The term was a clever acronym (or apronym… the things I learn trying to prepare this commentary) that was easy to remember and speak, ideal for financial media, whose sole purpose of existence is to get clicks and views that sell advertising – not provide quality financial advice or analysis.
Another institution that you shouldn’t trust - your government - uses these clever abbreviations all the time when it introduces new bills and such. Or at least they used to. Now they just give things blatantly false names like the “Inflation Reduction Act” that prints and gives a way a bunch of money, thus literally causing inflation, but I digress again…
The FANG term which originally stood for the stocks of Facebook, Amazon, Netflix, and Google, quickly added an A for Apple to become FAANG. Then in 2015 Google changed its name (but not its ticker symbol) to Alphabet, and it made less sense, but the financial media couldn’t let it go. Later, in 2021, Facebook changed its name to Meta Platforms and it really blew the whole thing up.
A host of other letters for other companies were added and subtracted by various other firms trying to coin a phrase and sell a product along the way as markets changed and stocks rose and fell. All marketing, no financial analysis. But hey, they wouldn’t keep doing it if it didn’t work.
And so it is now with the Mag7, the Mag6 (see last month’s commentary) and the now Famous Four. Eventually, this marketing gimmick will run its course, as marketing gimmicks always do, and we’ll be on to whatever the next one is. But for now, this is what we’ve got.
Ultimately, the Mag7 was born out of the fact that the largest seven stocks in the United States and S&P 500 Index were also the seven stocks that were rising the most in 2023. There is an underlying fundamental reason for this to happen and for it to keep happening, at least for a while.
Active vs. Passive Investing
The underlying idea is that as more and more investors and financial advisors adopt a passive view of the markets, a larger and larger percentage of each new dollar invested via regular contributions to 401(k) plans, Individual Retirement Accounts and other types of long-term investment accounts will find its way into the largest stocks.

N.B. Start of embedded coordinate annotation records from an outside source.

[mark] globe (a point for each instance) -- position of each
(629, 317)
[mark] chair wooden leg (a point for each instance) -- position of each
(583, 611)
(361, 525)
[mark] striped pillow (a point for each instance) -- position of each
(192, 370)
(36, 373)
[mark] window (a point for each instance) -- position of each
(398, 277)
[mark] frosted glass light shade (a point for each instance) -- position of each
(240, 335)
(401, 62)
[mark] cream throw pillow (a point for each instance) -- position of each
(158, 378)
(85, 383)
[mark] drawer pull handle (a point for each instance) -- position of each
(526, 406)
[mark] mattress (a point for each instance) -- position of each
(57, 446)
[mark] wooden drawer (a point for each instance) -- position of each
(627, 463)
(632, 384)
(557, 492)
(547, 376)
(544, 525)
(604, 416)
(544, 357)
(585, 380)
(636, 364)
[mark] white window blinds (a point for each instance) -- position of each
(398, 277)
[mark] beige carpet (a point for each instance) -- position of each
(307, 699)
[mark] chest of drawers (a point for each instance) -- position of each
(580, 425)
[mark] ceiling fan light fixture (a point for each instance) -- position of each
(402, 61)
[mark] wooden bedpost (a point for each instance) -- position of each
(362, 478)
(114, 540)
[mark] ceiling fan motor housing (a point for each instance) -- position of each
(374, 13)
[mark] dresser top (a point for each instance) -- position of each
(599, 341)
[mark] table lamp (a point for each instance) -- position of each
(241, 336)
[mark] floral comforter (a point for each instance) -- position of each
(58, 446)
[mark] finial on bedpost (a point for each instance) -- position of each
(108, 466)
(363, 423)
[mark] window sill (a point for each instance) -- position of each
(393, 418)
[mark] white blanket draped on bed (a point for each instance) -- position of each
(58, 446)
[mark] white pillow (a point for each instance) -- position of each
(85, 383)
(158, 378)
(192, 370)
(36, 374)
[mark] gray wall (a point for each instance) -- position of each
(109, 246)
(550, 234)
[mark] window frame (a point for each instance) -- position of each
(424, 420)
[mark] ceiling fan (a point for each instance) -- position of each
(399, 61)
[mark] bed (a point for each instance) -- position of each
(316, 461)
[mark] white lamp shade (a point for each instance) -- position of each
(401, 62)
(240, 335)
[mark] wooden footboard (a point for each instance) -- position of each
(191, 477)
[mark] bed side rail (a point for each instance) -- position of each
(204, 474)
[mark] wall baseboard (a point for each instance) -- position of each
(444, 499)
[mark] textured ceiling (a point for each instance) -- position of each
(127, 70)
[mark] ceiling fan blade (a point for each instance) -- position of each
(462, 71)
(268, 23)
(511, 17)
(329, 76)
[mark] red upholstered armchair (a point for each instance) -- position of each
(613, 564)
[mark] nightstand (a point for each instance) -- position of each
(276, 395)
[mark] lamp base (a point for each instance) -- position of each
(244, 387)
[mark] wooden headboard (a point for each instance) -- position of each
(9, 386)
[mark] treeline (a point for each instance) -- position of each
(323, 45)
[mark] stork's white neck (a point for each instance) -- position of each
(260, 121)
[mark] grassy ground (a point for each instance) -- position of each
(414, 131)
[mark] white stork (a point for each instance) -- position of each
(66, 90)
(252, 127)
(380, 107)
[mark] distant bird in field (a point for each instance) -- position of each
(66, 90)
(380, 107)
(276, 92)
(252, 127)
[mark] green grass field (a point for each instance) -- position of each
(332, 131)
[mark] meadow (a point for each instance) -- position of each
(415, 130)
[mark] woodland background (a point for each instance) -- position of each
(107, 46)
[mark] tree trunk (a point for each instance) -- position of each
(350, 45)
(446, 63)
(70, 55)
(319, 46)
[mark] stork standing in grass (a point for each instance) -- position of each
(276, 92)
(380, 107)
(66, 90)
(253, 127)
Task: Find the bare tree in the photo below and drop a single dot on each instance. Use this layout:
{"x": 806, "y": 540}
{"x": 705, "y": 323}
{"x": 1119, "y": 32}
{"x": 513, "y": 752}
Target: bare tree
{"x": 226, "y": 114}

These advisors and their clients do absolutely no work to try to discover the real value of anything. They have no opinion on the value of a company or its stock. They don’t even remotely care about the risks associated with paying too much for a company’s shares. They don’t consider if the company’s business is healthy or weak, or what the prospects look like for the future. They essentially assume that someone else has done that work, and if a company wasn’t any good, it wouldn’t be very big. They follow the herd… to its eventual slaughter.

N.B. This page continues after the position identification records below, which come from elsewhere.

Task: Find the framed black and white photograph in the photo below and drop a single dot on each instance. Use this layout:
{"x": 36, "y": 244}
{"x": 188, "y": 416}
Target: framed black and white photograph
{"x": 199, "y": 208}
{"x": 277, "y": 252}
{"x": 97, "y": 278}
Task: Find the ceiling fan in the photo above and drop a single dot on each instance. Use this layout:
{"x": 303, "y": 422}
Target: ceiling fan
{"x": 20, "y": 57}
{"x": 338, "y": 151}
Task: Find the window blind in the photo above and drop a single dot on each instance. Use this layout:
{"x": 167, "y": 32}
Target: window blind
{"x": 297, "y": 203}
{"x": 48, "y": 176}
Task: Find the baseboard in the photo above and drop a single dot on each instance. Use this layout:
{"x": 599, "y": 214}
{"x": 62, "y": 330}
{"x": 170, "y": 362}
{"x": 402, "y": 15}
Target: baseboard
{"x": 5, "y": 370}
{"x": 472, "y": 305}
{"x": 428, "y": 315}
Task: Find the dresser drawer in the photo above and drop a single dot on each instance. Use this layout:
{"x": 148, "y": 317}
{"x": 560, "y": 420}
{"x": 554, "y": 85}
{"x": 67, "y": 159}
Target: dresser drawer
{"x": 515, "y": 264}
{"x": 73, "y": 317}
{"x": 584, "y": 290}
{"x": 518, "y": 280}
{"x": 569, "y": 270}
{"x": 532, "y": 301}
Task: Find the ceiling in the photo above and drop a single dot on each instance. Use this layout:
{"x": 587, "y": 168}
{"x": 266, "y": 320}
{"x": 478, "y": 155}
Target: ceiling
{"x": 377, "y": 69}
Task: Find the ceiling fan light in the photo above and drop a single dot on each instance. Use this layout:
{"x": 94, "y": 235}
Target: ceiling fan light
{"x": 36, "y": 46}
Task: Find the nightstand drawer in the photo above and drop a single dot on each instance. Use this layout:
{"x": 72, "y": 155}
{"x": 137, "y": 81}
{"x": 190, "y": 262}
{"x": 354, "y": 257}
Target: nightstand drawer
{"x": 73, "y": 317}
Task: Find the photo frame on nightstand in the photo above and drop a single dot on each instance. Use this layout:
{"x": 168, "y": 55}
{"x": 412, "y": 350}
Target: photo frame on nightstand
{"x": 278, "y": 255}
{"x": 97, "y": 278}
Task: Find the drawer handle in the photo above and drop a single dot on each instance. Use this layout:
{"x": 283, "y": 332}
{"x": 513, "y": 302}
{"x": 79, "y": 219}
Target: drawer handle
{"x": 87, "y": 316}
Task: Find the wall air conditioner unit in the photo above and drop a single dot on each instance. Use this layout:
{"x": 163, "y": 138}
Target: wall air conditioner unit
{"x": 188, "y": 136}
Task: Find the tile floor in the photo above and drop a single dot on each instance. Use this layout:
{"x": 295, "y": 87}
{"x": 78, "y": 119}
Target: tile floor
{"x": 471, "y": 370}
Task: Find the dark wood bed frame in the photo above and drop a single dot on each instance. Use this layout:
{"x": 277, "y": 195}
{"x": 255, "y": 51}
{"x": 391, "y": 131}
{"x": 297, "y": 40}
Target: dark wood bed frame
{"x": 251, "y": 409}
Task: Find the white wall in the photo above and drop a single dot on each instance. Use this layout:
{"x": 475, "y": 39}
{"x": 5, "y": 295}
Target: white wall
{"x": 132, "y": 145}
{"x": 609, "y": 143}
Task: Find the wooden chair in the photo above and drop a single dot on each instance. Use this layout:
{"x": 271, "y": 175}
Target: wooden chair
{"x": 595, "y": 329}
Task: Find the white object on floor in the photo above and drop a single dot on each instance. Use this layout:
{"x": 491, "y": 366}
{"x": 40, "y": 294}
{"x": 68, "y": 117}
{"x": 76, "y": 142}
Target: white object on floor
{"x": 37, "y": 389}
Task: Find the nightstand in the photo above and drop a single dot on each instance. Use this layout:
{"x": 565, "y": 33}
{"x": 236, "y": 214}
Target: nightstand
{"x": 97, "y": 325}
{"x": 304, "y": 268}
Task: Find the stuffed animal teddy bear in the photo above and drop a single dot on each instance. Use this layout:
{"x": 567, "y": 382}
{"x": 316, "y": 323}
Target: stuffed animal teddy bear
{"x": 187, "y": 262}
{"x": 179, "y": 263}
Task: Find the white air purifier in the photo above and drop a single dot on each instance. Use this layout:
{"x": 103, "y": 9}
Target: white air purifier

They assume the market is “efficient” and that mispricing never exists, let alone persists for years at a time. They assume that the price you see for the stock is always the same as its real (intrinsic) value. They assume that it is impossible to consistently earn a return higher than the market. I think they assume too much.
If the market is really efficient, it shouldn't matter when you invest or what you buy. If that's really the case, then why not try to do better? As long as you're investing in something, you should do all right, according to these folks. So what's the harm in trying to beat the market?
And here's another way to look at it. The efficient-market folks love to argue that it's impossible for the average investor to beat the market because it's impossible for most people to beat the average result.
At some point, it is a mathematical certainty that not everyone can beat the market. But just because something is "true" on average or across a population, that doesn't necessarily mean it must be true for you.
For example, I might argue... on average, everyone who marries will end up with a marginally attractive spouse of normal intelligence. Therefore, you're probably wasting your time trying to find a beautiful and intelligent person to marry you. In theory, that might be good advice. But was that your dating strategy? If you had dated any dog that would have you, would you have married the spouse you wanted?
In short... when it comes to a lot of important things in our lives, getting better-than-average results is a worthy goal.
-Porter Stansberry
There is also a paradox that emerges from this behavior. The passive investor assumes that the market is efficient because of the work of active investors who work to discover the intrinsic value of a stock, and then buy or sell shares based on whether the market price is above or below their intrinsic value estimate. The active investor expects that other active investors over time will come to believe what they already discovered, and as those new investors buy or sell shares the market price will converge toward the intrinsic value, thereby creating a profit for the original active investor.
Implicit in the passive investor’s assumption that the market is efficient, is that the active investor can identify and profitably exploit inefficiencies in the market and then the passive investor will benefit.
If active investors were not consistently rewarded for exploiting such inefficiencies, they would stop trying and then the market would then become increasingly inefficient such that passive investing would no longer work.
This is known (at least to me and the CFA Institute) as the Grossman-Stiglitz Paradox.
The Grossman-Stiglitz Paradox is a paradox introduced by Sanford J. Grossman and Joseph Stiglitz in a joint publication in American Economic Review in 1980 that argues perfectly informationally efficient markets are an impossibility since, if prices perfectly reflected available information, there is no profit to gathering information, in which case there would be little reason to trade and markets would eventually collapse.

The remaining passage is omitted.